4. Fauve Révélation : l’apprentissage par la danse

Des corps en mouvement, des lignes noires épaisses sublimées de couleurs intenses à l’aquarelle. Maurane Mazars s’impose par la force d’un récit lumineux et documenté. Uli, un jeune danseur allemand et juif, part s’installer à New York en 1959, plus attiré par les comédies musicales que les ballets classiques. Il y tombera amoureux d’un danseur afro-américain.

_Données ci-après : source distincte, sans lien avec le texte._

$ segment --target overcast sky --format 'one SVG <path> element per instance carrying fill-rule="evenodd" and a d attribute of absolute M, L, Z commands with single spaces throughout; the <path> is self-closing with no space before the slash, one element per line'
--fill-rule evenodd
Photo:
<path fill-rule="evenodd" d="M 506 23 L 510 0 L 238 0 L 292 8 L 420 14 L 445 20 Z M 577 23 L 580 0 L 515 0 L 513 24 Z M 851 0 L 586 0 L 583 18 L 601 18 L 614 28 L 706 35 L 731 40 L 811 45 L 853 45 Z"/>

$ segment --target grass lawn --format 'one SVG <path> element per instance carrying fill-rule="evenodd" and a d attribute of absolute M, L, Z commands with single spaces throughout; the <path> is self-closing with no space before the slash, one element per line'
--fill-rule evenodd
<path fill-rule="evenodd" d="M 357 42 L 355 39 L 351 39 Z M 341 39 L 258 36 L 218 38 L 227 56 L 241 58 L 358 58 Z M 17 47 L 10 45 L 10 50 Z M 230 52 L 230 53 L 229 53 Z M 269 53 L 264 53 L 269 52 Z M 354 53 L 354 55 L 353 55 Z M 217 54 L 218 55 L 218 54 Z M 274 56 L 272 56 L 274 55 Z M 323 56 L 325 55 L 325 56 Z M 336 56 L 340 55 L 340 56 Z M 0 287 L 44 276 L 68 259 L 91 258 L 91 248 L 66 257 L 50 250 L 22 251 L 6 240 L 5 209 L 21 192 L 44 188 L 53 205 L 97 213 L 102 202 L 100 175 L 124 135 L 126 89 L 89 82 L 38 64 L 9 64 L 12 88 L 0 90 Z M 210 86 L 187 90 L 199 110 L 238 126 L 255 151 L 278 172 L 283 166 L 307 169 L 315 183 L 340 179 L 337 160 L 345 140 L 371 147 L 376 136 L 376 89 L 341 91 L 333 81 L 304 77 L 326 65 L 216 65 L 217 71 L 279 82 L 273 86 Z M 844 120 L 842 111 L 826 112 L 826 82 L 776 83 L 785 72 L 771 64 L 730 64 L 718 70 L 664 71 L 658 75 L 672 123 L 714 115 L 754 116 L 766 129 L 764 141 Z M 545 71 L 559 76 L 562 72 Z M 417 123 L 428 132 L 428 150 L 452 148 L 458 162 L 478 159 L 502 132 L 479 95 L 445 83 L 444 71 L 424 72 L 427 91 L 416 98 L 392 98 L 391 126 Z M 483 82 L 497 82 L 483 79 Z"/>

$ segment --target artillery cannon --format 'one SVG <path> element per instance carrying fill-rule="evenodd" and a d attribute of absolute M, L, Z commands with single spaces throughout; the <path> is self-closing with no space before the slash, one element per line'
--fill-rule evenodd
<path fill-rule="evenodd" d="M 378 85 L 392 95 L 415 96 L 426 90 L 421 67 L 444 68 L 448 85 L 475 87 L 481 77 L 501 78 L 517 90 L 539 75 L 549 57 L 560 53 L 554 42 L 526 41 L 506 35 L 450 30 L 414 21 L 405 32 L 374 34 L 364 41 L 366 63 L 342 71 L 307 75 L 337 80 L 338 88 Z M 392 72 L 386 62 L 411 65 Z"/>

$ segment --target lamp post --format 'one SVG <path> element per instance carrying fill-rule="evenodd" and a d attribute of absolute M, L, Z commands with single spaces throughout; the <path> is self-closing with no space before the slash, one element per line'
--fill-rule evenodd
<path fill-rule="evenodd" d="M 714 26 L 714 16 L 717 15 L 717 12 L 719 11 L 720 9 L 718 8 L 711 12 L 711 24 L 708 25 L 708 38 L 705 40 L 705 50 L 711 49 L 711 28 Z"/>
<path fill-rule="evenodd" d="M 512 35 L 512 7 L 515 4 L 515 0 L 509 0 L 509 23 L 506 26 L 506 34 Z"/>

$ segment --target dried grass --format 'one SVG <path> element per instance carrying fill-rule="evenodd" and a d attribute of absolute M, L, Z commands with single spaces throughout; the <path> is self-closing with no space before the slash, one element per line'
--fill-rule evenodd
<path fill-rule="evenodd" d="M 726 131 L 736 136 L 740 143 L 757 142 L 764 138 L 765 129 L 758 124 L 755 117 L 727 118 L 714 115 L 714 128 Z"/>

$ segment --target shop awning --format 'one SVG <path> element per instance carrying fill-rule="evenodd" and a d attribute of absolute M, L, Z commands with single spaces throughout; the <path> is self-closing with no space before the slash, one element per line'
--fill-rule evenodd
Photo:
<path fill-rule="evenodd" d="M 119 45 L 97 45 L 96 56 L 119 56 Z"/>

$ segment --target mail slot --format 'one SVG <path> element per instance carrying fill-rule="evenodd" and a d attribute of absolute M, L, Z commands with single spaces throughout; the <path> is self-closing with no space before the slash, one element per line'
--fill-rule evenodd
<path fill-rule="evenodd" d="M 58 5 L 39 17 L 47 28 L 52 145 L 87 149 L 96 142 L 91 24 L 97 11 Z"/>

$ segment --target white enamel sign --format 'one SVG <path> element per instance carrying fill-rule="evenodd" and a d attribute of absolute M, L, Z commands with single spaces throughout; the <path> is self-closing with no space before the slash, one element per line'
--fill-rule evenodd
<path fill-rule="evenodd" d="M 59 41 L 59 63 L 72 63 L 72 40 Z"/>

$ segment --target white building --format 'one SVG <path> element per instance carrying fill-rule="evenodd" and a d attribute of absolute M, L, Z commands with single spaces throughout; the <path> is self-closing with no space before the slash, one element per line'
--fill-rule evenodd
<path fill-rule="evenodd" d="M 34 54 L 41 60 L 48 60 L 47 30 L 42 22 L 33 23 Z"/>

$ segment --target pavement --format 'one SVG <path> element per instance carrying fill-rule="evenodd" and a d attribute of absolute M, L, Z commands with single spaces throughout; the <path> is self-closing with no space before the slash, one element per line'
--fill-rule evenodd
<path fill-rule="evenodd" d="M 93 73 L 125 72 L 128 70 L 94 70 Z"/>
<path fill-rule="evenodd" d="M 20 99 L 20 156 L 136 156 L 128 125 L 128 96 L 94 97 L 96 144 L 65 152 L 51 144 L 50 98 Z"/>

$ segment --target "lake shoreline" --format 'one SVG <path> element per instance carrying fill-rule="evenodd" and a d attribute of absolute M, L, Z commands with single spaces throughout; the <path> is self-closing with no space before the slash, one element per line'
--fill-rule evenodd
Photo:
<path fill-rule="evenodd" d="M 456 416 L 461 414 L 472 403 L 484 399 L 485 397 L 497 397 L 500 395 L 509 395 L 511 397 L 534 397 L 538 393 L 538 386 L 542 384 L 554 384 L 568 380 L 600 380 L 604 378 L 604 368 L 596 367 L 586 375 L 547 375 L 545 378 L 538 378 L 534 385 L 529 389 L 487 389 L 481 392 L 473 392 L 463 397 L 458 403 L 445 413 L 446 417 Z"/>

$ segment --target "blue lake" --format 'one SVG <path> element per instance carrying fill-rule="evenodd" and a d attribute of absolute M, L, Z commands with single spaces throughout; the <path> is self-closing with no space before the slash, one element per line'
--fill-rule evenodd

Une chorégraphie initiatique pour faire valser les identités dans l’effervescence de l’après-guerre et le contexte de luttes pour les droits civiques.

Maurane Mazars, Tanz !

© Maurane Mazars / Le Lombard

5. Prix de l’Audace : de l’ironie considérée comme un des beaux-arts

Digne héritière de Sempé et de Steinberg, Gabrielle Piquet s’est inspirée de la vie de Charles Hamilton, un riche oisif qui avait adopté à Édimbourg à la fin du XIXe siècle un « ermite ornemental » pour soigner sa dépression. En brodant autour de cette pratique absurde en usage à cette époque qui transforme le sage en nain de jardin, l’autrice démonte d’un trait épuré et délicat les recettes toutes faites du bonheur. Une fable ironique qui cible la vacuité existentielle de l’individualisme contemporain.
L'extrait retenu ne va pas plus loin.